Protokoll der Sitzung vom 27.02.2018

Damit verschieben Sie die Diskussion in den nächsten Landtagswahlkampf. Sie sorgen dafür, dass wir die Diskussion um die Inklusion, die wir jetzt im Wahlkampf geführt haben, auch in fünf Jahren wieder im Wahlkampf führen werden. Und daraus, liebe Kollegen von der SPD, machen die CDU-Kollegen vor Ort ja auch gar kein Geheimnis! Sie sagen: „Das ist unsere Absicht. Wir diskutieren in fünf Jahren wieder über die Inklusion und den Fortbestand der Förderschule Lernen.“ Und wenn sie dann mit der Mehrheit der Stimmen gewählt worden sind - woran man zwar zweifeln kann, aber das ist zumindest ihr Ziel -, wollen sie die Förderschule Lernen wieder dauerhaft verankern.

So viel zu Ihrer Kompromissbereitschaft! Man weiß am Ende gar nicht mehr, wer sich eigentlich von wem über den Tisch hat ziehen lassen, meine sehr geehrten Damen und Herren.

(Beifall bei der FDP und bei den GRÜNEN)

Es ist doch eine Mär, dass dies irgendetwas in Sachen Inklusion verbessert. Die FDP tritt für den Fortbestand der Förderschule Lernen ein, aber wir würden nie argumentieren, dass das bei der Umsetzung der Inklusion hilfreich ist. Bei der Umsetzung der Inklusion haben Sie bisher überhaupt nichts geliefert, meine sehr geehrten Damen und Herren von SPD und CDU.

(Zustimmung von Julia Willie Ham- burg [GRÜNE])

Kein Plan für multiprofessionelle Teams, keine Antwort auf die Frage der sonderpädagogischen Grundversorgung oder darauf, wie man überhaupt genügend Sonderpädagogen bekommt! Mit solchen Maßnahmen würden Sie die Inklusion in der Schule verbessern, aber nicht über den Fortbestand der Förderschule Lernen.

Es ist auch ein Irrglaube, dass die Flexibilisierung des Einschulungsalters zu einem Schulfrieden führen wird. Wir werden nicht nur erleben, dass es einen holprigen Start ins neue Schuljahr geben wird - weil die 500 Vollzeitlehrereinheiten aus der vorschulischen Sprachförderung eben nicht dazu beitragen werden, dass sich die Unterrichtsversorgung an den Grundschulen flächendeckend verbessert -, sondern auch, dass es einen ähnlich

holprigen Start in das neue Kindergartenjahr geben wird.
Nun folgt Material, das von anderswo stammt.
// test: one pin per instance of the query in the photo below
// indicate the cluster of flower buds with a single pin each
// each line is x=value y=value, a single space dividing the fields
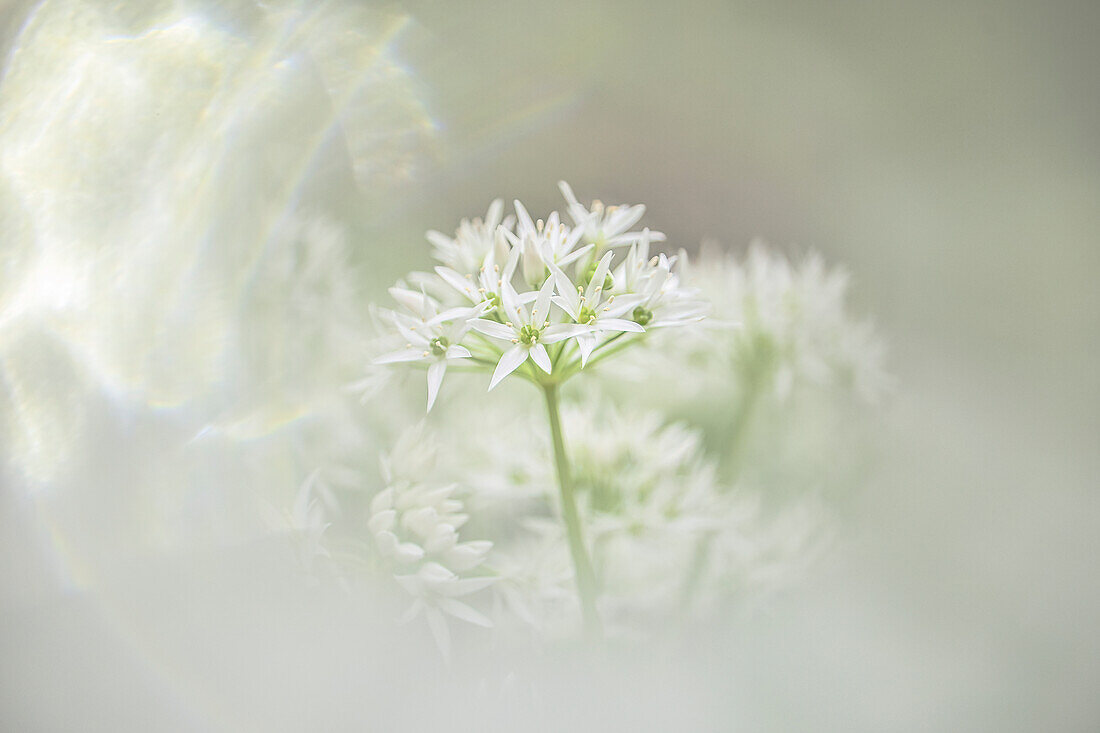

Die Kommunen sind gerade völlig überfordert, weil sie überhaupt keine Planungsgrundlage haben.

Besuchen Sie einmal Ihre Kommunen und fragen Sie Ihre Bürgermeister, wie viele zusätzliche Kindergartengruppen sie im nächsten Kindergartenjahr brauchen! Das kann Ihnen die Kommune nicht beantworten, weil sie nicht weiß, wie sich die Eltern entscheiden. Dort, wo die Situation angespannt ist, werden zwischen dem 1. Mai und dem Beginn des Kindergartenjahres am 1. August ad hoc zahlreiche Kindergartengruppen neu gebildet werden müssen. Und Sie haben noch nicht einmal die Antwort darauf, wie das investiv abgebildet werden soll, geschweige denn darauf, wie die Kommunen überhaupt ausreichend Personal dafür finden sollen.
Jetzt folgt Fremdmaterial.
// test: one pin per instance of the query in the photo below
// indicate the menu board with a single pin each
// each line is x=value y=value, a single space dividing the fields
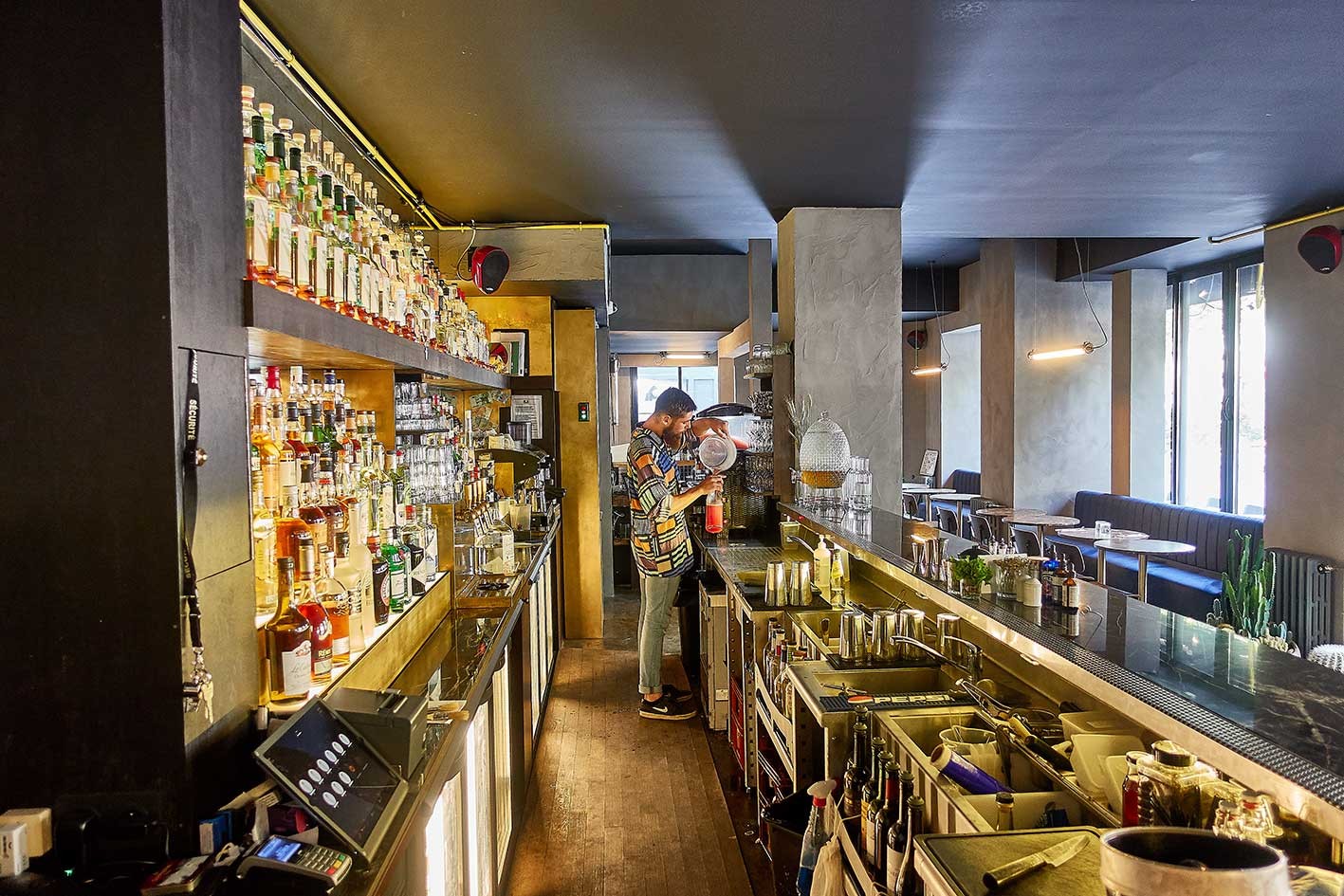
x=325 y=766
Gleichzeitig wollen Sie die Beitragsfreiheit im Kindergarten. Dabei wissen Sie ganz genau, dass das zu einem Anstieg der Nachfrage bei den Ganztagsplätzen führen und damit auch einen erheblichen Personalbedarf in den Kindertagesstätten auslösen wird. Aber auch hier haben Sie keine Antwort darauf gefunden, woher die Kommunen das Personal holen sollen, meine sehr geehrten Damen und Herren.
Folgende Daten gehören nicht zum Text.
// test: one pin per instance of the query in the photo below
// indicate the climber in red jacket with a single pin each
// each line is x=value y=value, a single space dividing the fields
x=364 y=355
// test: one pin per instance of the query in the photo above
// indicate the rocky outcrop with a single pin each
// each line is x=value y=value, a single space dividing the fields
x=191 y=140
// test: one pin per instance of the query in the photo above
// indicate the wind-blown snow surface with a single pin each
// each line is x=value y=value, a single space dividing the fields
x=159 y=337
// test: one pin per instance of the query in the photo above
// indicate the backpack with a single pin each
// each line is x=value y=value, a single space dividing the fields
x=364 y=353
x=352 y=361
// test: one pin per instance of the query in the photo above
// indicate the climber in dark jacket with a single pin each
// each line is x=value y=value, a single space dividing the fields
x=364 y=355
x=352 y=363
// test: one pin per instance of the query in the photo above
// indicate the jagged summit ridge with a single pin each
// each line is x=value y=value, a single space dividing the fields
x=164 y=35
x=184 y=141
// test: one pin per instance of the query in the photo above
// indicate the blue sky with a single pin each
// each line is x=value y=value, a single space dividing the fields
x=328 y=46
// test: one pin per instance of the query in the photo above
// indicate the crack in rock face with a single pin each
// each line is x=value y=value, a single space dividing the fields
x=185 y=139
(Beifall bei der FDP und bei den GRÜNEN)

Herr Försterling, lassen Sie eine Zwischenfrage von Herrn Weritz zu?

Bitte!

Vielen Dank, Herr Kollege Försterling. - Schätzungen des Kultusministeriums gehen davon aus, dass im nächsten Jahr ungefähr 2 800 Kinder von der Regelung Gebrauch machen könnten, sich später einschulen zu lassen. Diese Zahl ist auch von den Verbänden bestätigt worden. Das sind insgesamt 4 %. Von daher meine Frage: Wo sehen Sie ganz konkret ein Problem, wenn ein oder zwei Kinder in den Kindergärten länger bleiben?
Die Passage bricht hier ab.